Well played, pension-fund keeper
With its recent acquisition of a forestry company in Australia, it’s only a matter of time before the chorus of “why is the Alberta Investment Management Corporation investing our money overseas instead of in the Alberta energy sector?” begins. Good question. The returns being posted — especially in the oil side of the business — have continued to be eye-popping and expectations are that the trend will continue.
The line of reasoning continues something like this. As the keeper of Alberta’s pension funds, doesn’t it make sense to make as much money as possible — and therefore capitalize on what’s happening in your own backyard, where you know the players behind the companies?
The answer is both yes and no.
Obviously the goal of the AIMCo is to grow the value of the assets under management — no easy feat for a fund of more than $70 billion.
The other side of AIMCo’s responsibilities is to ensure the pension funds it manages will be able to meet their long-term liabilities; it’s not enough to generate the growth, the cash flow itself has to reasonably match what needs to be paid out in any given year.
And that’s always one of the starting points for AIMCo’s CEO, Leo de Bever, when he is presented with an investment idea.
“We are interested in opportunities like these because we have different asset classes and pension liabilities that we have to meet. This particular investment doesn’t come with exposure to extreme volatility on the upside or the downside,” said de Bever.
It was the prospect of capitalizing on a distressed opportunity, as well as its ability to generate cash, that piqued the interest of de Bever and his staff.
In a nutshell, AIMCo has partnered with the Australia New Zealand Forest Fund and bought the timberland assets of a company down under called Great Southern Plantations for $415 million AUS.
The deal was attractive on a number of levels.
First of all, de Bever likes the forest products sector. He was chairman of Hancock Timber for two years during his stint at Manulife Financial and has been investing in forest products for the better part of a decade — even as that sector has endured some very difficult times.
The interesting thing about wood as an investment is that it is the one commodity that holds its value through inflationary periods.
This is one reason de Bever likes it.
But obviously it doesn’t stop there.
This specific deal — which in aggregate covers an area half the size of Prince Edward Island — is interesting because the company was in receivership — the result of a government-led investment scheme aimed at boosting the number of trees being grown Down Under. Inves-
This . . . investment doesn’t come with exposure to extreme volatility AIMCO CEO LEO DE BEVER
tors bought the right to the trees — not the land — and received a tax credit in the process. As often happens with these things, the prices paid were too high, too much debt was piled on and when 2008 presented itself, the result was bankruptcy.
What makes this opportunity different than, say, something similar in Canada? First, not possible. The ability to buy that amount of land simply doesn’t exist. Second, AIMCo got it for about 60 cents on the dollar. Third, as it stands today, Australia remains a net importer of fibre. In addition to being used for paper and other products, the wood grown in these forests are used to make pellets for use as fuel; the use of biomass for fuel is rapidly growing in Europe. Fourth, the land itself, once the existing timber is harvested, can be used for growing other agricultural products. Given Australia’s proximity to Asia, it’s not hard to figure out where the potential lies.
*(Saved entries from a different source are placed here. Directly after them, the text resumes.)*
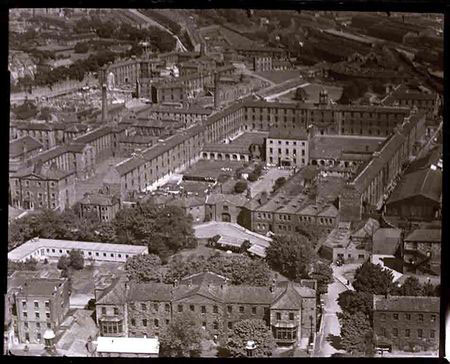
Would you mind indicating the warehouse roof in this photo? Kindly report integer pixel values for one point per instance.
(34, 244)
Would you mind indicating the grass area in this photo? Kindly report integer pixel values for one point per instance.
(279, 76)
(212, 168)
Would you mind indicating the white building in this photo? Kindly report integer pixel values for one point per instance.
(287, 147)
(129, 347)
(41, 249)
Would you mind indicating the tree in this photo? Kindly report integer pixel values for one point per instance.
(76, 259)
(278, 183)
(239, 269)
(144, 268)
(411, 287)
(63, 262)
(251, 329)
(323, 274)
(356, 333)
(240, 186)
(81, 47)
(182, 337)
(290, 256)
(352, 302)
(373, 279)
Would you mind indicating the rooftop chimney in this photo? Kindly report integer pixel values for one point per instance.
(104, 103)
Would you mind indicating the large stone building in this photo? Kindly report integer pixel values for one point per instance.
(38, 305)
(287, 147)
(406, 323)
(138, 310)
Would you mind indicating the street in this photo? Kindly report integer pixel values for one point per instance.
(330, 323)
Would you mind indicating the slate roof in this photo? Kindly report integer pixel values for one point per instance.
(428, 235)
(288, 133)
(149, 292)
(17, 146)
(406, 303)
(424, 182)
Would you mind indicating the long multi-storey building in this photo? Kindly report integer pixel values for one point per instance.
(138, 310)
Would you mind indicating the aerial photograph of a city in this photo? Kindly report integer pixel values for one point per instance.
(224, 183)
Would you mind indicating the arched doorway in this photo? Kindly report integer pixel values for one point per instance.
(226, 217)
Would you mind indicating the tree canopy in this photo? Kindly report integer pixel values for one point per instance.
(356, 333)
(182, 337)
(144, 268)
(290, 256)
(251, 329)
(373, 279)
(239, 269)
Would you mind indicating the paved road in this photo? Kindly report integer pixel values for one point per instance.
(156, 24)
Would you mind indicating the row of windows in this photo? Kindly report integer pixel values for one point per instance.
(407, 333)
(407, 316)
(287, 143)
(37, 324)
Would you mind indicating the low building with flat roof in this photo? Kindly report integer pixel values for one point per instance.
(41, 249)
(127, 347)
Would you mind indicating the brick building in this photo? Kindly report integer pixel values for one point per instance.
(40, 304)
(137, 310)
(40, 186)
(287, 147)
(421, 251)
(407, 323)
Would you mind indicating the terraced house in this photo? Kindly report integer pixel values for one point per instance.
(139, 310)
Also making the deal attractive is the potential for further consolidation of the forest products industry in Australia, in which AIMCo could also play a role.
Roll it all together and in the world of investments-peak, the assets purchased have long-term ‘optionality’ because it will take time for the timber to grow and be harvested.
While it remains curious that AIMCo is going offshore for commodity-type investments, when there is arguably plenty to choose from closer to home, diversifying risk by investing beyond one’s own borders is an important part of any investment strategy.
In the current context, there is much being written these days about Australia and how it has managed to shift its trade in a timely manner to the growing markets; with its focus now on Asia, AIMCo stands to benefit from Australia’s trajectory.
AIMCo, in fact, is doing what needs to be done on a broader scale by Canadian companies in terms of positioning themselves to take greater advantage of the growing markets overseas, not to mention diversify sovereign and sector risk.
In addition to Tuesday’s deal, the fund bought a 50 per cent interest in a Chilean toll road running through Santiago in December and holds interests in ventures south of the border and in Europe.
For de Bever and his team, being successful is about staying one step ahead of what is taking place today and investing in companies that will feed into longer-term trends in five, 10 or 15 years.
As de Bever put it, it’s not unlike what Wayne Gretzky was so good at.
“He was good at anticipating where the puck was go- ing to be, not where it was.”
Everyone knows how well that worked out for the legendary ‘99’; one hopes that de Bever’s focus on where the global economy is going — not just where it is — and investing accordingly will yield similar benefits for Albertans.